Wir wären zwar gerne direkt weitergefahren, denn unser nächstes Ziel war Trinidad. Weil uns aber dringend geraten wurde, das Rad so schnell wie möglich zu reparieren, da wir bei einem weiteren Platten wirklich aufgeschmissen gewesen wären, fuhren wir zurück nach Playa Larga. Auf dem Weg zurück machten wir Zwischenhalt an der Cueva de los Pesces, auf deren Parkplatz wir beim Hinweg unseren Pitstop eingelegt hatten. Inmitten einiger Vegetation findet man dort nämlich Kubas tiefste Zenote mit 70 Metern, die über mehrere Höhlen mit dem nahen Meer verbunden ist. Wir schnorchelten nur, der Einstieg in das dunkle Wasser der Zenote erforderte aber Überwindung, denn eine wirkliche Einstiegsstelle gibt es nicht, Reinspringen ist angesagt. Und nicht zuletzt auch deshalb, weil das Wasser an der Oberfläche ziemlich abgestanden war und ein Sonnencreme-Film schimmerte. Wenn man mal drin ist, merkt man das aber nicht mehr.
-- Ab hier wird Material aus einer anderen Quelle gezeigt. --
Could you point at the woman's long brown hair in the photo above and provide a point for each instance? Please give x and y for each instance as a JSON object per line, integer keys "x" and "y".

Interessant war, dass man beim Runtertauchen sah, wo Salz- und Süsswasser aufeinandertrafen, weil es dort zu einer Art optischer Verzerrung kommt. Auch ändert sich die Temperatur mit jedem Meter in die Tiefe merklich. Zum Tauchen ist die Zenote wahrscheinlich spannender, v.a. die Höhlen. Zum Schnorcheln fanden wir die gegenüberliegende Playa Perdiz interessanter mit dem türkisfarbenen Wasser und den bunten Fischen. Unterhaltsam ist es auch, weil viele Kubaner dort mit guter Laune und Musik am Sonnenbaden sind.


In Playa Larga fanden wir schnell den angeblich einzigen Automechaniker mit der nötigen Ausrüstung. Man hätte fast denken können, dass er uns schon erwartete ;-). Was folgte, war eine Lektion in raffiniertester Handwerkskunst. Während Patrick diesem Spektakel begeistert zuschaute, erfreute sich Gonca an den roten Flammenbäumen, die man überall in Kuba antrifft. Eindrücklich hat der Mechaniker den Pneu mit einer Eisenstange von Hand von der Felge gewuchtet, was bei uns mit Maschinen gemacht wird. Dann staunte er nicht schlecht, als er mit einer Bohrmaschine (doch noch eine Maschine!) die Innenseite des Pneus um das Loch herum aufraute, Leim draufstrich und dieses mit einem Veloreifen-Flick von innen zuklebte. Es schien eine bewährte Technik zu sein, da wir bei dieser Gelegenheit sahen, dass der Reifen schon drei andere Löcher hatte, die genauso repariert worden waren. Wir zahlen, natürlich den dreifachen Preis, der sonst üblich ist (8 CUC) und fuhren ohne Probleme weiter nach Trinidad. Es hat sich einmal mehr gezeigt, dass Not erfinderisch macht. Und es gibt wohl auf der ganzen Welt wirklich niemanden, der alte Autos besser reparieren kann als die Kubaner! Davon sind wir nun restlos überzeugt.